O que era para ser somente um momento na fila para empacotar um presente transformou-se em uma, aliás, duas viagens ao passado, refletido naquilo que eu vi. A Psicologia explica essa volta ao passado diante de uma situação semelhante vivida por nós.
A primeira viagem foi a um remoto dia das mães, quando pequena eu e meus irmãos tínhamos comprado uma xícara com os dizeres “Querida mamãe” para dá-la a nossa mãe. Éramos quatro irmãos e não tínhamos dinheiro nenhum, nosso pai nem lembrava que dia era aquele. Compramos na cooperativa em que éramos associados por sermos agricultores, “na conta”. Fizemos um cartão e pacote simples e entregamos à mãe. Ela gostou. Elas sempre gostam. Mas quem não quer dar algo mais à mãe do que uma xícara ou um pote de plástico? Podem me chamar de materialista. Sei que sou, que todos somos, que vivemos num mundo capitalista e só prega que não é importante o dinheiro, quem o tem em abundância. As teorias de desapego e antimaterialista são feitas, normalmente, por quem recebe e dá enoooooormes presentes. Senti um aperto no peito, acompanhado de um misto de revolta e indignação. Um presente melhorzinho não faz mal a ninguém, normalmente o efeito positivo é maior em quem dá do quem em quem recebe. É claro que a gratidão, o carinho, o amor, etc... devem ser valorizados e acompanhar o embrulho. Obviamente. Um completa o outro. Minha mãe ainda tem a xícara e eu ainda tenho as lembranças.

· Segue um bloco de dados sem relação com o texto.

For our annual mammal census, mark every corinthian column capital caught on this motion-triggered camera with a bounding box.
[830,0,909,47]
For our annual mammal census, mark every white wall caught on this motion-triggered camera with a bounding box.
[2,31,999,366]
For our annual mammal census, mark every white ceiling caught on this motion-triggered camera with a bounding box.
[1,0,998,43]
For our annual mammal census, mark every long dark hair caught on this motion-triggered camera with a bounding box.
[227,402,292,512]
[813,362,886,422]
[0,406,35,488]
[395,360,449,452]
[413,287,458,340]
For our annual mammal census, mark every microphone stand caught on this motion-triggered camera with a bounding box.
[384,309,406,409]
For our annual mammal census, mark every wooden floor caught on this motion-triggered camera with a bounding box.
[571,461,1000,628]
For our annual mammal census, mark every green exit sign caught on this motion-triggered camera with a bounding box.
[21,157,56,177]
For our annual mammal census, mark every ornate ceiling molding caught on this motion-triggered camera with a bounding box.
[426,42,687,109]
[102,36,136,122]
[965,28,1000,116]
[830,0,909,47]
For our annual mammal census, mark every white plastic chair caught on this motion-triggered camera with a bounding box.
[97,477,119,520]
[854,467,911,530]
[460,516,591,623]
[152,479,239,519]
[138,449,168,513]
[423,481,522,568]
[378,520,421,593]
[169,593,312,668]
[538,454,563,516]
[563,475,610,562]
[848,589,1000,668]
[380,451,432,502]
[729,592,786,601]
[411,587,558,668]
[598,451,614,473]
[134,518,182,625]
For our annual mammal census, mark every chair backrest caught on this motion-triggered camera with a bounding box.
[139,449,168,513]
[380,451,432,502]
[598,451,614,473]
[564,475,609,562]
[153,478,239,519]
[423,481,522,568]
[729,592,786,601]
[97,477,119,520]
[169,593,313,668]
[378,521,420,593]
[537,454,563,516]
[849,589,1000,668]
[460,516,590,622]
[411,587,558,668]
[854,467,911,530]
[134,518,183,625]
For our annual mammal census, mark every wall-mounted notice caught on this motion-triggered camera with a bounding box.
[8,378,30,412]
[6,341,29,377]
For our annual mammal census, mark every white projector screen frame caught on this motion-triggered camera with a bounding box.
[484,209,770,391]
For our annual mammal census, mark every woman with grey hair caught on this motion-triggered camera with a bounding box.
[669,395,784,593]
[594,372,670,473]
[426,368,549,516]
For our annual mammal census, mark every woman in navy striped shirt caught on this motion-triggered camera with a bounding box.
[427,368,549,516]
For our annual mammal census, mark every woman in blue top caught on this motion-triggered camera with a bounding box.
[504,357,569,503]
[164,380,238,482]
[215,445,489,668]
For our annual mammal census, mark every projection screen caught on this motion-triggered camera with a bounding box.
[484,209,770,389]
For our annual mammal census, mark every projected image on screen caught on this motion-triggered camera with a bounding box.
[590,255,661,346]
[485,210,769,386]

A segunda foi a minha primeira série (agora ano) do Ensino Fundamental. Iniciava o 2° semestre. Eu estava chegando à cidade e consequentemente, à escola. Não tinha lápis preto de escrever e minha santa mãe providenciou um: deu-me um lápis preto de colorir. Sabíamos a diferença entre os lápis, que tinham funções diferentes e sabíamos, também, que não tínhamos dinheiro para comprar sequer um de escrever. Vínhamos de outro estado. Tudo era novo: cidade, parentes, costumes, escola, professores e colegas. Se não bastasse isso para mim, eu não tinha lápis. Lápis de escrever. Que vergonha: ir para a aula sem lápis. Já em aula, a professora alertou-me sobre o “equívoco” do lápis. Pediu que minha mãe comprasse outro para o dia seguinte. Disse que sim. Falei com a mãe, ela constrangida disse que não podia naquele dia, No outro dia tentei esconder minha mão, debrucei-me sobre o caderno, não ergui os olhos, mas a professora aproximou-se, olhou para minha mão e chamou minha atenção quando viu que eu não tinha comprado outro. Disse-lhe que havia me esquecido de falar para minha mãe. Deu-me, insensivelmente, mais um dia de prazo para providenciar outro. Que agonia! Que tristeza! Como falar pra minha mãe sem magoá-la mais? Resultado. Sem lápis e sem dinheiro, fiquei uns dias em casa dizendo que não estava bem, até que ganhei de uma tia um lápis para escrever. Abençoada tia.
O papel da professora vai muito além de ensinar conteúdos e ter sensibilidade é o primeiro requisito exigido para ser uma boa educadora, que desempenha vários papéis em sala de aula, dentre eles, de professora. A minha não tinha.
A pobreza cobra seu preço e só paga, pasmem, quem não tem dinheiro.